Angst of living and dying
Of course Bollywood stars have their die-hard fans among Metro India too, but the angst of living and dying in the throes of poverty, the urge to keep the fire burning in the midst of a skewed social order steeped in caste-bias, the ambition to tide over the odds in the quest for a bigger, better tomorrow can never be felt, can never be manifest in such raw, rudimentary, existentialist terms as felt through lived-experiences in the hinterlands, in the dust bowls of the world’s second-most populous nation. To give just one example and help put things in perspective, 80 per cent of India’s total workforce even until this date comprises daily wage earners who are mostly from rural India.

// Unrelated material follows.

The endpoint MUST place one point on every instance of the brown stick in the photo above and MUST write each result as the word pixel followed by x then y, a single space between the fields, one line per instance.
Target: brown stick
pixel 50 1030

That is why when Manoj Bajpayee talks about the ‘anger’ in the man on the street over Rajput’s death, it’s a clear reference to the angst, the frustration of these minions for whom even one Sushant Singh Rajput from a non-Metro like Patna is worth ten text-book cases of a social hero.
Death of a resolve
The villain-punching, on-screen heroics that Bollywood churns out day in and day out help ‘transport’ millions, who do not even have access to two square meals a day, to ‘moksha’. It is an aphrodisiac of sorts that allows them to transcend the sheer pain of survival. In that sense Bollywood is transcendental, Bollywood is uplifting, Bollywood is belligerence to defy the odds. But every time a Sushant Singh Rajput dies, that belligerence, that desire, that resolve dies a silent death too.
So instead of sharing those faux emotions for mass consumption, think Bollywood, think. Ask yourself this question: Did you really deserve a Rajput?